In het interview met Helena en Bart vertelde A.L. Snijders hoe een vriend van hem zich niet wilde laten labelen. Hij schreef er ook een Zeer Kort Verhaal over.
Illustratie: Kathrin Klingner
Joost Conijn en ik zijn uitgenodigd in de bibliotheek van Almelo, zondagmiddag 3 uur, mooi weer, wolkeloos. We worden ondervraagd door de wetenschapsfilosoof John Heijmans. Hij promoveert dit jaar aan de Universiteit van Leiden, ik mag erbij zijn, hij stuurt me een uitnodiging, ik verheug me.

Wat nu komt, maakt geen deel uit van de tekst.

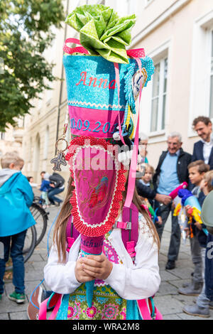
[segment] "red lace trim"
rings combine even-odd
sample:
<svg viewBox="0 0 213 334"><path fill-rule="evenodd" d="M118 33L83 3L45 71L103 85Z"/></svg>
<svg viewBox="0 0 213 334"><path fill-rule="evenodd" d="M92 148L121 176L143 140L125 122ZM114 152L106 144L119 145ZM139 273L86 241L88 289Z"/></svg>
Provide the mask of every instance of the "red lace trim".
<svg viewBox="0 0 213 334"><path fill-rule="evenodd" d="M109 151L109 148L113 148L113 145L106 142L103 139L97 139L94 137L89 137L89 136L80 136L77 137L72 139L70 144L68 147L68 152L66 154L65 159L69 162L70 165L70 173L72 175L72 178L74 179L74 173L72 170L72 158L73 156L76 152L76 149L79 147L79 146L83 146L86 141L89 140L89 146L102 146L106 151ZM110 151L111 152L111 151ZM118 163L117 157L115 156L114 151L114 158L116 160ZM119 210L119 202L123 199L122 192L125 190L125 183L126 178L124 176L124 173L126 172L126 170L124 168L124 166L121 163L121 169L117 171L118 176L117 176L117 183L116 186L114 190L114 199L111 204L111 208L109 210L109 217L105 223L99 227L90 227L89 226L87 226L85 224L83 223L82 220L81 220L77 208L77 195L75 188L72 192L72 196L70 198L70 203L72 204L72 209L71 210L71 214L73 216L73 223L75 228L79 231L80 233L87 235L88 237L99 237L101 235L104 235L107 233L111 229L113 225L115 222L115 220L118 215ZM75 186L75 184L74 184Z"/></svg>

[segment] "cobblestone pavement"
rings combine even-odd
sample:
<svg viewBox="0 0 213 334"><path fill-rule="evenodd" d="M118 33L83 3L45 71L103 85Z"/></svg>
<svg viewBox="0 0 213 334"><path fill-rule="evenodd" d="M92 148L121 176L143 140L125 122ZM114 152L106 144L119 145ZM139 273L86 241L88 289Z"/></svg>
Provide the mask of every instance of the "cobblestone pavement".
<svg viewBox="0 0 213 334"><path fill-rule="evenodd" d="M50 212L48 227L43 240L35 249L35 251L25 265L26 268L26 293L27 302L18 305L8 298L9 293L13 292L13 286L11 279L5 281L5 293L2 295L0 301L0 320L26 320L27 305L30 296L35 287L43 279L43 267L48 259L47 237L50 227L59 211L58 208L48 209ZM53 227L50 233L49 244L51 244ZM170 219L167 222L163 232L160 247L159 266L161 276L160 289L156 293L154 301L165 320L213 320L213 310L210 310L210 318L203 318L188 316L182 312L182 307L187 304L193 303L195 296L180 295L178 289L182 284L190 281L193 265L191 261L190 243L182 243L179 259L176 262L176 268L173 270L165 270L167 254L170 236ZM47 287L46 287L47 288Z"/></svg>

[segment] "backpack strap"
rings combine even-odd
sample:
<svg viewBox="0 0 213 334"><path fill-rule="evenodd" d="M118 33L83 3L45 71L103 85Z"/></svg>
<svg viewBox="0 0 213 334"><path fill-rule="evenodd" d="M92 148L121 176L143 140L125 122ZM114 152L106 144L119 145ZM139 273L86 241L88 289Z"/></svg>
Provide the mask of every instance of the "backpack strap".
<svg viewBox="0 0 213 334"><path fill-rule="evenodd" d="M67 252L70 252L70 248L72 247L72 244L74 244L79 235L80 232L76 230L74 226L72 215L70 215L67 221L66 228L66 239L67 242Z"/></svg>
<svg viewBox="0 0 213 334"><path fill-rule="evenodd" d="M127 252L134 262L135 247L138 239L138 210L131 203L130 208L123 208L122 222L118 222L117 227L121 228L121 237Z"/></svg>

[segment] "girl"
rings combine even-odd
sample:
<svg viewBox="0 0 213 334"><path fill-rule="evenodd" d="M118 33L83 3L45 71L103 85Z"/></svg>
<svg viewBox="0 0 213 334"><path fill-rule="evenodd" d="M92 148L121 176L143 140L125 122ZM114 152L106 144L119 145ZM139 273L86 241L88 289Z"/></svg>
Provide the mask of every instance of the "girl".
<svg viewBox="0 0 213 334"><path fill-rule="evenodd" d="M139 212L139 233L134 264L126 251L119 228L113 228L105 235L102 255L80 257L80 236L68 253L66 227L71 210L72 183L70 178L67 196L55 227L53 245L44 268L48 286L64 295L56 319L141 318L136 300L153 296L160 281L158 264L159 239L148 213L141 206L135 190L133 203ZM118 221L121 221L127 185L128 182L120 203ZM89 308L84 283L94 279L93 302Z"/></svg>

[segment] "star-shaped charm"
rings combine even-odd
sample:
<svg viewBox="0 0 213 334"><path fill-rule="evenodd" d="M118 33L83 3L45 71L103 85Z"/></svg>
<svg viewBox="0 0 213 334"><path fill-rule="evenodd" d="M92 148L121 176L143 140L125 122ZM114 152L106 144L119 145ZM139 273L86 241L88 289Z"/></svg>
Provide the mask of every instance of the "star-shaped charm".
<svg viewBox="0 0 213 334"><path fill-rule="evenodd" d="M58 152L58 156L55 156L55 158L53 158L50 161L51 163L54 163L55 166L53 168L53 171L61 171L61 168L60 167L60 165L63 166L67 166L67 161L65 159L65 156L64 153L62 151L60 151Z"/></svg>

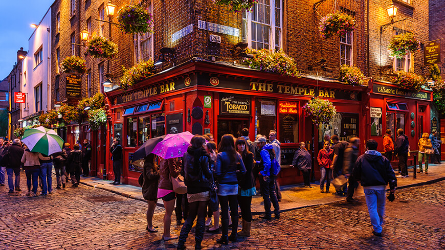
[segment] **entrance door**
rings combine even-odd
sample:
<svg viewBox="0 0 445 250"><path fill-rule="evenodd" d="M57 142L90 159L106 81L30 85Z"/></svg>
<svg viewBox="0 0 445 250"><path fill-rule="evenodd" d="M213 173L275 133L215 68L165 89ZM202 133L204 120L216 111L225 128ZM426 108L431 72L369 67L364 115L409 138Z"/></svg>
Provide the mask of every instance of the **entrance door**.
<svg viewBox="0 0 445 250"><path fill-rule="evenodd" d="M241 136L241 130L243 128L249 128L248 120L222 120L219 118L218 121L217 141L221 140L222 135L228 133L238 138Z"/></svg>

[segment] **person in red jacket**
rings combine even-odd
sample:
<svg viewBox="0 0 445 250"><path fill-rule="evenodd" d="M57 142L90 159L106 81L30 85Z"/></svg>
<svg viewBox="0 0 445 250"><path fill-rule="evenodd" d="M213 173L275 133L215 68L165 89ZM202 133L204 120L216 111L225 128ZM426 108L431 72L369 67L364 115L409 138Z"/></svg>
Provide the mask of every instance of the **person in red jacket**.
<svg viewBox="0 0 445 250"><path fill-rule="evenodd" d="M324 181L326 180L326 192L329 193L329 187L330 186L330 177L332 176L332 169L330 166L332 153L333 150L330 148L330 144L327 141L325 141L323 148L318 152L318 166L320 167L320 173L321 178L320 179L320 192L324 193Z"/></svg>

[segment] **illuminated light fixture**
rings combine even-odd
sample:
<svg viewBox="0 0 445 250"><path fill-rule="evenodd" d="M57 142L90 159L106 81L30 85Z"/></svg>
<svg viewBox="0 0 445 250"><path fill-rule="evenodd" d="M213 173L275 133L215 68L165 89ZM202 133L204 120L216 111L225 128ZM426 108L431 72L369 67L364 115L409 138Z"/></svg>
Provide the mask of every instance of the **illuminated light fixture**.
<svg viewBox="0 0 445 250"><path fill-rule="evenodd" d="M105 6L105 12L106 13L106 15L108 17L113 17L115 15L115 9L116 8L116 6L112 4L111 1L108 1L108 4Z"/></svg>
<svg viewBox="0 0 445 250"><path fill-rule="evenodd" d="M80 32L80 40L82 42L86 42L87 40L88 40L88 36L90 35L90 32L88 32L86 30L83 29Z"/></svg>

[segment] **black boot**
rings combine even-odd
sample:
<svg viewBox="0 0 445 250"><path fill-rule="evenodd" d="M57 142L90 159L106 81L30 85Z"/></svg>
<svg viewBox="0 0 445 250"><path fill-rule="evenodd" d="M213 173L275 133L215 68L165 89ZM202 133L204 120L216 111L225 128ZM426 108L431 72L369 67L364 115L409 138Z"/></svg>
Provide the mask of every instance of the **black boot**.
<svg viewBox="0 0 445 250"><path fill-rule="evenodd" d="M222 228L222 235L221 238L216 241L216 243L227 245L229 244L229 219L221 221L221 224Z"/></svg>
<svg viewBox="0 0 445 250"><path fill-rule="evenodd" d="M184 250L186 248L185 245L185 242L187 241L187 237L189 236L189 233L190 232L192 225L192 224L190 224L187 221L186 221L186 222L184 222L184 225L182 226L182 228L181 229L181 233L180 233L179 235L179 240L177 242L177 247L176 247L177 250Z"/></svg>
<svg viewBox="0 0 445 250"><path fill-rule="evenodd" d="M230 234L230 236L229 239L230 241L236 242L236 234L238 232L238 216L233 216L232 217L232 233Z"/></svg>

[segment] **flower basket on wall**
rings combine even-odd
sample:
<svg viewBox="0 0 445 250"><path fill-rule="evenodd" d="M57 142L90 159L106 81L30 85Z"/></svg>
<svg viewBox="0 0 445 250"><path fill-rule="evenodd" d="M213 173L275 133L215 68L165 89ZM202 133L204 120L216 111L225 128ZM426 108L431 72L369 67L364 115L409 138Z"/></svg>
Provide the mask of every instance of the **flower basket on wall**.
<svg viewBox="0 0 445 250"><path fill-rule="evenodd" d="M71 56L65 58L60 63L60 71L65 73L86 72L86 61L81 57Z"/></svg>
<svg viewBox="0 0 445 250"><path fill-rule="evenodd" d="M312 123L316 126L329 123L337 113L332 103L320 98L309 100L302 108L306 117L310 117Z"/></svg>
<svg viewBox="0 0 445 250"><path fill-rule="evenodd" d="M402 58L409 52L413 53L419 48L420 43L413 33L407 33L394 36L388 49L391 57Z"/></svg>
<svg viewBox="0 0 445 250"><path fill-rule="evenodd" d="M342 82L352 86L361 86L364 82L364 78L365 75L357 67L343 64L340 67L340 77L339 79Z"/></svg>
<svg viewBox="0 0 445 250"><path fill-rule="evenodd" d="M230 8L231 11L237 12L240 11L250 11L253 5L258 3L258 0L213 0L216 5L223 5Z"/></svg>
<svg viewBox="0 0 445 250"><path fill-rule="evenodd" d="M282 50L274 52L263 49L248 49L246 53L253 55L253 58L245 58L249 67L263 71L278 73L282 76L300 77L294 58Z"/></svg>
<svg viewBox="0 0 445 250"><path fill-rule="evenodd" d="M142 61L128 70L122 66L122 70L124 74L120 78L119 86L127 89L152 76L154 64L151 60Z"/></svg>
<svg viewBox="0 0 445 250"><path fill-rule="evenodd" d="M148 10L140 5L126 5L118 12L119 29L125 33L151 32L152 20Z"/></svg>
<svg viewBox="0 0 445 250"><path fill-rule="evenodd" d="M341 12L328 14L321 18L318 27L320 35L326 39L333 35L344 35L355 29L354 17Z"/></svg>
<svg viewBox="0 0 445 250"><path fill-rule="evenodd" d="M118 44L103 36L95 36L86 44L86 53L96 58L110 58L118 54Z"/></svg>
<svg viewBox="0 0 445 250"><path fill-rule="evenodd" d="M397 71L397 76L392 79L392 82L400 88L418 92L425 84L425 79L413 73Z"/></svg>

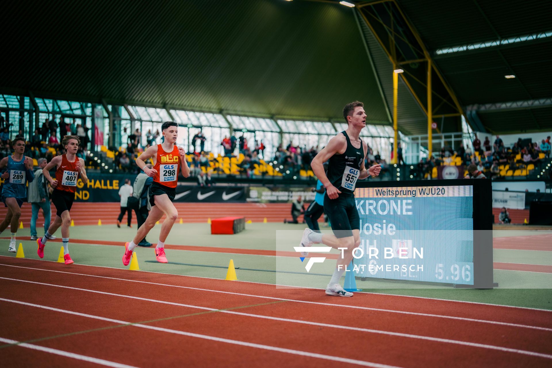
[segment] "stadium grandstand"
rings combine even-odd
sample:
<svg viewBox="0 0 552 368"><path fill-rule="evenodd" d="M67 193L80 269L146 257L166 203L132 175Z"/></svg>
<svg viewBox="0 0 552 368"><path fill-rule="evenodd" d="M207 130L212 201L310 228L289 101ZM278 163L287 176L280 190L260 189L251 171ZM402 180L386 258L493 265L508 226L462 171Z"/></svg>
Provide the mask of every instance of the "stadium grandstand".
<svg viewBox="0 0 552 368"><path fill-rule="evenodd" d="M550 366L552 2L2 7L3 366Z"/></svg>

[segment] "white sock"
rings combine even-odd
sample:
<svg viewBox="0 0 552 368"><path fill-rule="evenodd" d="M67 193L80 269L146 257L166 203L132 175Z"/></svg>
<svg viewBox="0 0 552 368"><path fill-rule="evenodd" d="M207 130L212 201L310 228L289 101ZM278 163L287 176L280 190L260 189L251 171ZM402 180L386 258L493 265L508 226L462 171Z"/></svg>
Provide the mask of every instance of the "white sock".
<svg viewBox="0 0 552 368"><path fill-rule="evenodd" d="M345 272L344 267L342 267L341 270L338 270L337 268L336 267L336 269L333 270L333 274L332 275L332 278L330 279L330 284L328 284L328 286L331 286L332 285L339 284L339 279L343 276L344 272Z"/></svg>
<svg viewBox="0 0 552 368"><path fill-rule="evenodd" d="M132 252L134 250L134 248L136 247L136 244L134 244L134 241L130 241L130 243L129 244L128 249Z"/></svg>
<svg viewBox="0 0 552 368"><path fill-rule="evenodd" d="M309 236L307 238L313 243L322 243L322 236L323 234L321 233L317 233L316 231L313 231L310 234L309 234Z"/></svg>
<svg viewBox="0 0 552 368"><path fill-rule="evenodd" d="M61 242L63 244L63 255L69 254L69 238L62 238Z"/></svg>

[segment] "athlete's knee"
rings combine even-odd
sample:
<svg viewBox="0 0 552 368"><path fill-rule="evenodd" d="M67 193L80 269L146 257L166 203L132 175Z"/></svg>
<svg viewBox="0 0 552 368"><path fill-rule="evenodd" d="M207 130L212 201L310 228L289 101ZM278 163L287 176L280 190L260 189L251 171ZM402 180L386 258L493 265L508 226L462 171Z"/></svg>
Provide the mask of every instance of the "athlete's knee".
<svg viewBox="0 0 552 368"><path fill-rule="evenodd" d="M354 239L352 237L341 238L339 239L339 248L347 248L345 250L346 253L353 252L353 248L354 247Z"/></svg>
<svg viewBox="0 0 552 368"><path fill-rule="evenodd" d="M177 211L171 211L167 214L167 220L174 222L178 218L178 212Z"/></svg>

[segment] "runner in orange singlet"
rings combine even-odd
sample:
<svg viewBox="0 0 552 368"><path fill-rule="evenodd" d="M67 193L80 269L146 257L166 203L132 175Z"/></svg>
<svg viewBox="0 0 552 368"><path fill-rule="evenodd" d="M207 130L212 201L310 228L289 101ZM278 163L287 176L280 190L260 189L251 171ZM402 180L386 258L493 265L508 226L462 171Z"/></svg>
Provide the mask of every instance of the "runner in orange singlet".
<svg viewBox="0 0 552 368"><path fill-rule="evenodd" d="M132 251L136 247L136 244L147 235L155 223L163 215L166 215L167 217L161 225L159 241L155 247L155 258L157 262L161 263L168 262L165 255L165 240L174 223L174 220L178 216L178 212L172 203L176 194L178 172L179 169L182 175L187 178L190 174L190 168L186 162L184 148L174 145L178 136L178 125L174 121L166 121L161 126L161 131L164 138L164 142L161 145L152 146L136 159L138 167L143 170L146 175L153 178L153 183L148 192L151 211L146 222L138 229L134 239L125 244L123 264L125 266L130 263ZM153 168L149 169L146 166L145 161L152 157L153 158L154 166Z"/></svg>
<svg viewBox="0 0 552 368"><path fill-rule="evenodd" d="M54 233L61 226L62 241L63 244L63 259L65 264L73 263L69 255L69 226L71 225L71 215L69 211L73 206L75 200L75 192L77 190L77 180L78 178L84 184L88 182L84 169L84 160L77 157L77 151L81 142L78 137L75 135L65 136L61 142L65 148L65 154L56 156L52 159L42 172L46 179L50 182L54 188L52 192L52 202L56 206L56 218L50 225L48 231L44 237L36 239L38 249L36 253L42 258L44 257L44 246ZM56 170L56 178L52 179L50 170L54 167Z"/></svg>

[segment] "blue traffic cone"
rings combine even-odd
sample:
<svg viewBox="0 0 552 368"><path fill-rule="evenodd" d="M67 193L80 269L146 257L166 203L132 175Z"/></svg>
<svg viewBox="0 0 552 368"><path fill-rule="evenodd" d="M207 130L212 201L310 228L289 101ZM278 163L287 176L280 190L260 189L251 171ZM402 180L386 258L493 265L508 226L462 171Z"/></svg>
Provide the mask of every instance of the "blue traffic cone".
<svg viewBox="0 0 552 368"><path fill-rule="evenodd" d="M354 278L353 267L353 261L351 261L347 266L347 270L345 272L345 284L343 289L347 291L362 291L362 289L357 289L357 280Z"/></svg>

Iedereen is tegenwoordig filosoof, maar wetenschapsfilosoof is andere kost, dan moet je echt wat weten.
Joost kent hem niet, ze mailen. Joost vraagt hem naar zijn vragen, dan kannie er 's nachts over nadenken. Hij heeft maar één vraag: Is Joost Conijn de handige dromer? Ik ben erbij als ze elkaar voor het eerst een hand geven, op het trottoir voor de bibliotheek, in de zon. Het is vreemd dat ik zie dat ze elkaar leren kennen. Ik voel me betrapt, zelfs gegeneerd.
Binnen stelt John Heijmans ons de eerste vraag, het publiek wacht af: Is Joost Conijn de handige dromer? Ik beantwoord de vraag met ja, onomwonden, zelfs gretig, ik heb het idee dat de sleutel bij mij ligt, maar Joost verzet zich, hij is helemaal geen handige dromer, hij weet niet wat dat is, hij houdt niet van etiketten, waar bemoeien we ons mee. (Ik denk: godverdomme, hij repareert zijn auto met elastiekjes, hij vliegt met een tweede-hands Subaru-motortje over Afrika, en hij wil geen handige dromer zijn, waar blijft de macht van de schrijver?)
De wetenschapsfilosoof beëindigt om 5 uur het samenzijn, de middag is geslaagd, lijkt me, we hebben gelachen. Een bezoeker die een boek laat signeren, zegt: bedankt voor de humoristische middag. Ik zeg: ik vond het tragisch. Hij zegt: dat is hetzelfde.